Pediatric and Neonatal Critical Care

99472 Subsequent Inpatient Pediatric Critical Care per day, for the evaluation and management
of a critically ill infant or young child, 29 days through 24 months of age

NOte :Not valid for ages 28 days or less, can be billed by any physician provider type

99475 Initial inpatient pediatric critical care, per day, for the evaluation and management of a critically ill infant or young child, 2 through 5 years of age

May be billed by any physician provider type

99476 Subsequent inpatient pediatric critical care, per day, for the evaluation and management of
a critically ill infant or young child, 2 through 5 years of age

May be billed by any physician provider type

LIMITATIONS:

• Pediatric, neonatal critical care codes and intensive (non-critical) low birth weight service codes are reported once per day per recipient.

• Subsequent Hospital Care codes (99231-99233) cannot be billed on the same date of service as neonatal critical care codes (99468-99476)

 • Only one unit of critical care can be billed per child per day in the same facility. Medicaid pays the first claim received and denies subsequent claims (first in, first out policy).

• Critical care is considered to be an evaluation and management service. Although usually furnished in a critical or intensive care unit, critical care may be provided in any inpatient health care
setting. Services provided which do not meet critical care criteria, should be billed under the appropriate hospital care codes. If a recipient is readmitted to the NICU/ICU, the provider must be the primary physician in order for NICU critical care codes to be billed again.

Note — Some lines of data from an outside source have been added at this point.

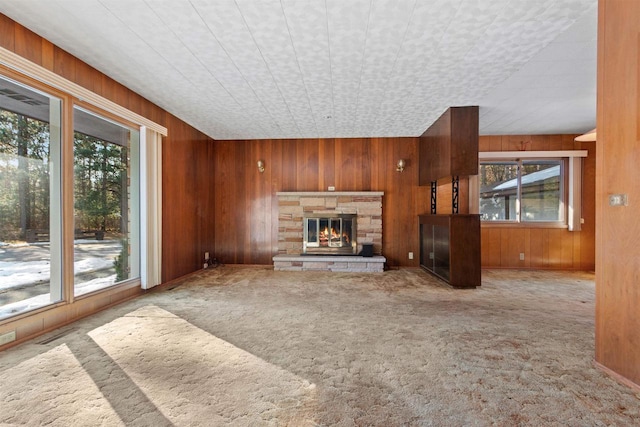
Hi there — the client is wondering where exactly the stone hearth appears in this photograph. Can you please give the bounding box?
[273,191,386,271]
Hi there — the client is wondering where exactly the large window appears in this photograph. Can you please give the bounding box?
[0,77,62,319]
[0,59,166,321]
[479,159,565,223]
[73,107,140,295]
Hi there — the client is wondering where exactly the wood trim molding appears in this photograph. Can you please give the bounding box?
[478,150,589,160]
[593,360,640,393]
[0,46,167,136]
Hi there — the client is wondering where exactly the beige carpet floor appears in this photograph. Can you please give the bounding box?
[0,266,640,426]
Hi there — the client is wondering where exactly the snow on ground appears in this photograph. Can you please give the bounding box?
[0,274,116,319]
[0,258,113,290]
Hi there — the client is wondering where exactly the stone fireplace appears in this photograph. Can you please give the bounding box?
[302,214,358,255]
[273,191,386,271]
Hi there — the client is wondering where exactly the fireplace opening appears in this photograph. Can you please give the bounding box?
[302,214,358,255]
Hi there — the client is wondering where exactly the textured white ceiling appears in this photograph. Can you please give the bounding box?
[0,0,597,139]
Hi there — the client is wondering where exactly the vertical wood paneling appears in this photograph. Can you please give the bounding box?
[211,138,420,267]
[0,14,216,348]
[595,0,640,386]
[480,135,595,270]
[0,13,16,52]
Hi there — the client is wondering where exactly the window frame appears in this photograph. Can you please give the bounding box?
[478,150,588,231]
[0,47,168,320]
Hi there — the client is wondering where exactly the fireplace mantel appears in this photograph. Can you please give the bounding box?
[274,191,384,271]
[276,191,384,197]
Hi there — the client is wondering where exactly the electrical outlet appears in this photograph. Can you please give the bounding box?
[0,331,16,345]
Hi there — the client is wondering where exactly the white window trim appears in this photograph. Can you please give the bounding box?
[476,150,589,231]
[0,47,167,136]
[0,47,168,288]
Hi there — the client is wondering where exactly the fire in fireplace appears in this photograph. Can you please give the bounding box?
[302,214,358,255]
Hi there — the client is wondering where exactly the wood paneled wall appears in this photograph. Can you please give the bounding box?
[0,14,215,348]
[0,14,215,282]
[213,138,429,267]
[480,135,595,271]
[596,0,640,387]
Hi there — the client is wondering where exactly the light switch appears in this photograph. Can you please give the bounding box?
[609,194,629,206]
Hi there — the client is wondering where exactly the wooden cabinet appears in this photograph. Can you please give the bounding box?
[419,106,479,185]
[419,214,481,288]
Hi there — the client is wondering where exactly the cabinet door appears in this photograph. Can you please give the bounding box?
[420,224,433,272]
[433,225,451,281]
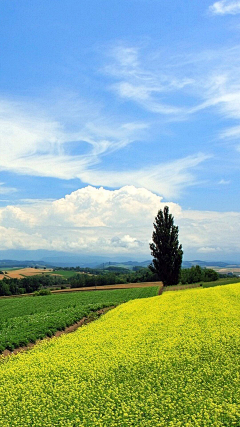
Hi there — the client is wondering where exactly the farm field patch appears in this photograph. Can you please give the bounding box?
[0,284,240,427]
[0,286,158,351]
[0,267,52,280]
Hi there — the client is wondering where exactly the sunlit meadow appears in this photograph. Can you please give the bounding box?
[0,284,240,427]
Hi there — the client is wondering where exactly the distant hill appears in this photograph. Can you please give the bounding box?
[0,253,240,270]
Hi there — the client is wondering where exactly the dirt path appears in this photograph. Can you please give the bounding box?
[0,305,116,359]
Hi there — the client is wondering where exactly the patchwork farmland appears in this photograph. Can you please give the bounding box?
[0,283,240,427]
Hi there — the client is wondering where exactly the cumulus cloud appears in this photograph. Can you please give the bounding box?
[209,0,240,15]
[0,186,240,258]
[0,96,207,197]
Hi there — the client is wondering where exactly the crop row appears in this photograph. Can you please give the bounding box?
[0,284,240,427]
[0,287,158,352]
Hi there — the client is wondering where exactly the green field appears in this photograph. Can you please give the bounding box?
[0,286,159,351]
[46,270,79,279]
[0,284,240,427]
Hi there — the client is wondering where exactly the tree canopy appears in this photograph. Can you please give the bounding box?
[149,206,183,286]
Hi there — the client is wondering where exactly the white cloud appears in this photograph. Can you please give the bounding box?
[104,44,240,155]
[81,153,209,198]
[0,186,240,259]
[0,96,207,197]
[209,0,240,15]
[104,45,193,118]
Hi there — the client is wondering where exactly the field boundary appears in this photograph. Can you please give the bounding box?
[0,305,117,361]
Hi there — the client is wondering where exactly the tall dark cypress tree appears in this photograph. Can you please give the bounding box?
[149,206,183,286]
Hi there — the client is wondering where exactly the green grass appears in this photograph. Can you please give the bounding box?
[0,284,240,427]
[202,277,240,288]
[0,286,158,351]
[163,277,240,292]
[46,270,79,279]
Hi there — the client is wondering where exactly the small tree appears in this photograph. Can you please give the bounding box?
[149,206,183,286]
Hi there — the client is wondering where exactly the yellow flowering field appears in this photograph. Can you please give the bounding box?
[0,284,240,427]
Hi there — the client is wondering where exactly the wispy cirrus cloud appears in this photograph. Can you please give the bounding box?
[81,153,210,197]
[104,45,192,117]
[0,96,208,197]
[104,44,240,155]
[209,0,240,15]
[0,186,240,258]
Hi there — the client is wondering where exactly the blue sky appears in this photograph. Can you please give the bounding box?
[0,0,240,260]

• Once the patient is no longer considered by the attending physician to be critical, the Subsequent Hospital Care codes (99231-99233) should be billed. Only one unit can be billed per day per physician regardless of specialty. Medicaid pays the first claim received and denies subsequent claims (first in, first out policy).

• Transfers to the pediatric unit from the NICU cannot be billed using critical care codes. Subsequent hospital care would be billed in these instances.

• Global payments encompass all care and procedures that are included in the rate. Providers may not perform an EPSDT screen and refer to a partner or other physician to do procedures. All
procedures that are included in the daily critical care rate, regardless of who performed them, are included in the global critical care code.

• Consultant care rendered to children for which the provider is not the primary attending physician must be billed using consultation codes. Appropriate procedures may be billed in addition to
consultations. If, after the consultation the provider assumes total responsibility for care, critical care may be billed using the appropriate critical care codes as defined above. The medical
record must clearly indicate that the provider is assuming total responsibility for care of the patient and is the primary attending physician for the patient.